村内の集落は、この2河川によって形成された山麓の僅かな緩斜面に点在するが、流域間は山塊に遮られ、同じ村内でありながら別流域へのアクセスは困難を極める。かつて唯一の経路であった峠道に加え、1969(昭和44)年にようやく利賀村中心部(岩淵)と百瀬川を結ぶ楢尾隧道が竣工し、アクセスが改善された。急隧道は幅3.0m、高さ3.2mの素掘りで、退避スペース以外では離合も不可能であったが、1988年には片側一車線の新楢尾トンネルが開通し、現在はこのトンネルが村としての一体性を保っている。(第1図)
古くは平家の落人伝説に端を発し、その厳しい地勢から、近世には加賀藩の重罪人の流刑地となり、軍事機密でもある硝煙の生産地となることで一層その地理的な隔絶性は高まることになった。地図上に初めてその姿が出現するのは1825(文政8)年のことで、1819(文政2)年に加賀藩から越中・加賀・能登(加越能三州、富山・石川県)の測量を命じられた石黒伸由によって作図された『越中四郡村々組分絵図』の一部としてである(第2図)。伸由は3年半かけて領内を測量し、群単位の郡図10枚を文政7年までに完成させ、翌年には国図3枚、三州図1枚を作成した。絵図はおおよそ7万2千分の1の縮尺で描かれている。石黒は和算に優れ、測量技術にも熟達していたため、絵図の位置関係は非常に正確であった。加賀藩の領内に限られてはいたものの、同時代人の伊能忠敬が作図した海岸線の測量図とは異なり、彼の絵図は内陸の測量図であり、今日では全国的にも先駆的な測量図だったとされる。
恐らくは戦後まで大きくは変わっていなかったであろう彼らの厳しい生活の一端は、終戦後間もなくこの地を訪れた民俗学者たちによる「耕地は部落の周邊には少なく、2〜4kmの山中に在り、その耕作と山菜の採集が主な仕事で、山村でありながら山林業は自家用を滿たすにすぎない。
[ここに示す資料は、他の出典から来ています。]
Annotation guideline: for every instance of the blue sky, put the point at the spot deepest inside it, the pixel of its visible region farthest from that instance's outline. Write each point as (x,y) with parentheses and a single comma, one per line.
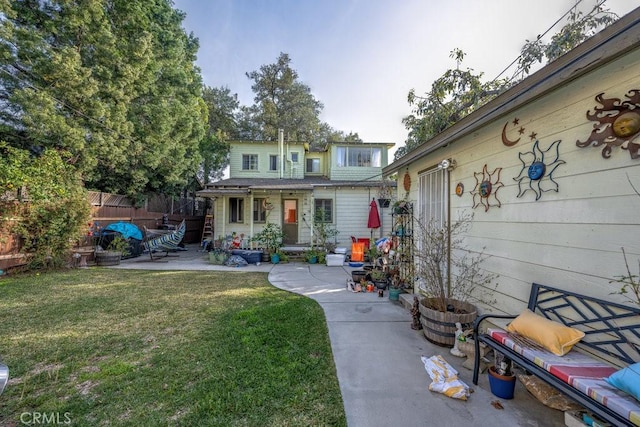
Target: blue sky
(361,57)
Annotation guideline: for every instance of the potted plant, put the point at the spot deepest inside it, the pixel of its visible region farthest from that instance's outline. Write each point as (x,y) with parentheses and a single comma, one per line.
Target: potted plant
(449,274)
(379,278)
(270,238)
(117,248)
(314,256)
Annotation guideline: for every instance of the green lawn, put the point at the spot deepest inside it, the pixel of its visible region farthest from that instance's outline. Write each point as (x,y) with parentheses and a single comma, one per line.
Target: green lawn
(122,347)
米、粟は自らを滿たすに足らず、トチ、栗の實で補い、足らざるは移入して、その代金は山菜(ぜむまい、なめこ)の牧入によって主に償っている。從ってぜむまいやなめこ採り、とち、栗の實拾いには一家總出で當り、山中に幾日も小屋泊りする始末、女も山地を歩くこと平地を歩くに等しい位である」「村の約9割以上が山林で、耕地はわずかに山腹に散在する程度であり、交通も最近迄殆ど開けず、食は自給自足に足らず、足らざるを補うための山や林の仕事を續けて來た所。從って男女の仕事の差は殆どなく、同程度の耕作や山仕事に從っている」(椿・藤井 1957,pp.1-3)との記述からも、容易に窺い知ることができる。
2基幹産業としての林業
村内の96%を山林が占める地勢からも明らかな通り、林業は古くから利賀村の基幹的な産業であった。その近代的な組織化は1943年4月に利賀村森林組合が発足することによって始められ、当初は主として木炭の出荷を業務としていた。そのあと、1962年には村有林で公団造林を進め、保安林の改良事業やなだれ防止林の造成、県の造林公社からの分収造林など、治山・分収造林事業が組合の中心的な事業となった。
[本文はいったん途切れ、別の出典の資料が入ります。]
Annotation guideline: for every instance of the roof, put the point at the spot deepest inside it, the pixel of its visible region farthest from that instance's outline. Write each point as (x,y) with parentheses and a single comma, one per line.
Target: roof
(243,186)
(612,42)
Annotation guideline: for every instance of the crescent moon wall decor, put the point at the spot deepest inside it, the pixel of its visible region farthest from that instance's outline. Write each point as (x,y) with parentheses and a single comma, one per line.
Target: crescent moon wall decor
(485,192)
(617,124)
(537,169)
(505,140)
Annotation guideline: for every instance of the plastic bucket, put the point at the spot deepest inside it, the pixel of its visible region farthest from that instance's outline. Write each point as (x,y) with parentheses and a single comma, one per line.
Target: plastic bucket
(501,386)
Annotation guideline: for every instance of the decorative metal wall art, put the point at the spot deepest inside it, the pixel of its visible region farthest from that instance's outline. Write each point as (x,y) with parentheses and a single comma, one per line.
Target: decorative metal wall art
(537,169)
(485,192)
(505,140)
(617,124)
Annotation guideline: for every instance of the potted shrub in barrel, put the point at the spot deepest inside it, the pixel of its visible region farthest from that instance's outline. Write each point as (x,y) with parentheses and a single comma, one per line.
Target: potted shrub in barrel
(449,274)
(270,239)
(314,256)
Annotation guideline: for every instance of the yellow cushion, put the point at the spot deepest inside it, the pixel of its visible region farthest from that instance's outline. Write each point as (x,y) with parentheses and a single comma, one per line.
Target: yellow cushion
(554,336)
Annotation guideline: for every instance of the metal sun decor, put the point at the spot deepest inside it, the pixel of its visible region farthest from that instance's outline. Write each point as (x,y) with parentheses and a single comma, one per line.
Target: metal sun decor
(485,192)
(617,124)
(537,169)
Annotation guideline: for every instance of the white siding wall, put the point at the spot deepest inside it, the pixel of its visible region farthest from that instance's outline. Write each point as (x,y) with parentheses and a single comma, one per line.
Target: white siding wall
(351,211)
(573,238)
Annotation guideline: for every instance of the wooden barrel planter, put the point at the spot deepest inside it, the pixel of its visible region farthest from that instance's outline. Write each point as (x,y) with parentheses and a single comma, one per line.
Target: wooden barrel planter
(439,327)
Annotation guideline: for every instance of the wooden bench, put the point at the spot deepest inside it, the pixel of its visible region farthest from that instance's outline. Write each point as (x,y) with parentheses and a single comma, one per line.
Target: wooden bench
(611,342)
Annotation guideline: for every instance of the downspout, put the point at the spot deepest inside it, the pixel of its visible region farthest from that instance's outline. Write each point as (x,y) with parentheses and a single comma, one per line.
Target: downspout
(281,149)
市場取引の国際化に伴う大幅な木材価格の下落や、都市部への若年層流出に伴う過疎高齢化によって、林業は全国的にも衰退傾向にある。一般的には、生産流通プロセス全体をコストダウンすべく林業活動の労働集約化をすすめ効率を上げることで、林業の衰退を抑制する工夫がなされる。そんな中、利賀村森林組合はごく近年までこうした広域的な合併を退け、地域密着の組合を維持する戦略をとっていた(大成1996)。前述した県発注事業により、事業利益は県内では極めて高水準であったことが背景にあったものと思われる。
大成によるとこのほかにも1993年に村役場で始められた利賀村青年山村協力隊事業が報告され、同年に8名もの入村者があった。しかしながら現在は、砺波、五箇山、高岡地区、氷見市の富山県西部の4森林組合との合併(2008年10月1日)により、『富山県西部森林組合』の利賀支所となって現在に至っている。